- The poster for UFC Fight Night: Bermudez vs. The Korean Zombie
- Promotion: Ultimate Fighting Championship
- Date: February 4, 2017
- Venue: Toyota Center
- City: Houston, Texas
- Attendance: 8,119
- Total gate: $611,133

Event chronology
| UFC on Fox: Shevchenko vs. Peña | UFC Fight Night: Bermudez vs. The Korean Zombie | UFC 208: Holm vs. de Randamie |

= UFC Fight Night: Bermudez vs. The Korean Zombie =

UFC mixed martial arts event in 2017

UFC Fight Night: Bermudez vs. The Korean Zombie (also known as UFC Fight Night 104) was a mixed martial arts event held by the Ultimate Fighting Championship on February 4, 2017, at the Toyota Center in Houston, Texas.

==Background==
A featherweight bout between Dennis Bermudez and former UFC Featherweight Championship challenger Chan Sung Jung served as the event headliner. This was Jung's first bout since August 2013, as he returned from military service.

A lightweight bout between Evan Dunham and Abel Trujillo was originally booked for UFC Fight Night: Poirier vs. Johnson. However, Trujillo pulled out due to an undisclosed injury. The fight was later rescheduled for this event.

A women's strawweight bout between Jéssica Andrade and Invicta FC Strawweight Champion Angela Hill was briefly linked to UFC 207. However the fight never materialized for that event because of a rule in the UFC's anti-doping policy with USADA. Subsequently, Andrade was removed from that card with the pairing left intact and rescheduled to take place at this event.

On January 19, the card suffered multiple changes due to injury: Evan Dunham and Johnny Case pulled out of their respective fights against Abel Trujillo and James Vick. Subsequently, Trujillo and Vick were booked to face each other. Also, Sheldon Westcott was forced to withdraw from his bout against Alex Morono at the event. He was replaced by Niko Price.

Jan Błachowicz was expected to face former interim UFC Light Heavyweight Championship challenger Ovince Saint Preux, but pulled out on January 21 due to injury and was replaced by promotional newcomer Volkan Oezdemir.

Justin Ledet was expected to face promotional newcomer Dmitry Sosnovskiy at the event. However, Ledet pulled out of the fight on January 26 allegedly due to an undisclosed injury. Promotion officials elected to remove Sosnovskiy from the card and he will be rescheduled for another event.

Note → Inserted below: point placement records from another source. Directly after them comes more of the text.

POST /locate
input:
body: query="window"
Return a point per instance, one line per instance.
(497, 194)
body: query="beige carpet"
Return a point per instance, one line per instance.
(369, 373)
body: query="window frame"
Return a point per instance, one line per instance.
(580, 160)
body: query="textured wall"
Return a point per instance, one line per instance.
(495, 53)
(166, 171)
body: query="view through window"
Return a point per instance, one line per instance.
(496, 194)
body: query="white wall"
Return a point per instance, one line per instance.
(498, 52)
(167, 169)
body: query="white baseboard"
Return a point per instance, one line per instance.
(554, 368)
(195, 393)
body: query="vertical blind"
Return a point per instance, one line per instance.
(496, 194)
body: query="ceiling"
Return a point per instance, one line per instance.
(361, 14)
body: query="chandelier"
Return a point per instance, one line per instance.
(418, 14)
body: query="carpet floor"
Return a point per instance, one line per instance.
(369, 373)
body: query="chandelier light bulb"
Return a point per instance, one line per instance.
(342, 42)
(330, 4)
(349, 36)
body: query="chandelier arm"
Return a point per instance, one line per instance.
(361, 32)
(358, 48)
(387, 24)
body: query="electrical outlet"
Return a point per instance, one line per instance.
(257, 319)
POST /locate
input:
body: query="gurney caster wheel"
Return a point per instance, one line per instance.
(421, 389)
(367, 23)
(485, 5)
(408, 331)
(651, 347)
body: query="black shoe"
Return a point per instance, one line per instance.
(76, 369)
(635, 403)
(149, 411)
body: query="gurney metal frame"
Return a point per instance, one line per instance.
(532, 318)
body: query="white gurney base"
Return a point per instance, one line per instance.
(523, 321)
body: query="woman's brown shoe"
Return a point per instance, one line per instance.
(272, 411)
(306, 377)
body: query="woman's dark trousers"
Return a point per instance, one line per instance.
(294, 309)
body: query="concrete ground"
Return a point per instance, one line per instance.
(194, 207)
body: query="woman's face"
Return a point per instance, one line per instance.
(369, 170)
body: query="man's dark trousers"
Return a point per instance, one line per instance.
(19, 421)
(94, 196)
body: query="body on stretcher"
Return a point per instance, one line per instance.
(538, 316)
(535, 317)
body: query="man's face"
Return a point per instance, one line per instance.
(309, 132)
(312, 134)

At the weigh-ins, Bec Rawlings came in at 117.5 lb, 1.5 lb over the women's strawweight limit of 116 lb. As a result, Rawlings was fined 20% of her purse, which went to Tecia Torres and the bout proceeded as scheduled at catchweight.

==Bonus awards==
The following fighters were awarded $50,000 bonuses:
- Fight of the Night: Jéssica Andrade vs. Angela Hill
- Performance of the Night: Chan Sung Jung and Marcel Fortuna

==Aftermath==
Niko Price, Curtis Blaydes and Abel Trujillo all tested positive for marijuana in in-competition drug tests. All three have been suspended 90 days and fined $1,000 by the Texas Department of Licensing and Regulation (TDLR), sources said. Despite their test failures for marijuana, none are facing any sanctions from USADA, as it only suspends fighters for cannabis if their drug test comes back with more than 150 ng/ml of the substance’s metabolites. Victories by Price and Blaydes have been overturned to no contests.

On April 5, it was announced that Ledet accepted a four-month USADA's sanction for an anti-doping policy violation following an out-of-competition test conducted on January 12. He tested positive for 5α-androst-1-ene-3α-ol-17-one, a metabolite of 1-testosterone and 1-androstenedione. He provided USADA with an open container of a dietary supplement product he was using at the time of the relevant sample collection, which he had also declared on his sample collection paperwork and researched before using. The testing conclusively confirmed that the supplement Ledet was using at the time of his positive test was contaminated with 1-androstenedione. The period of ineligibility began on February 1, 2017, the date on which he was provisionally suspended from competition.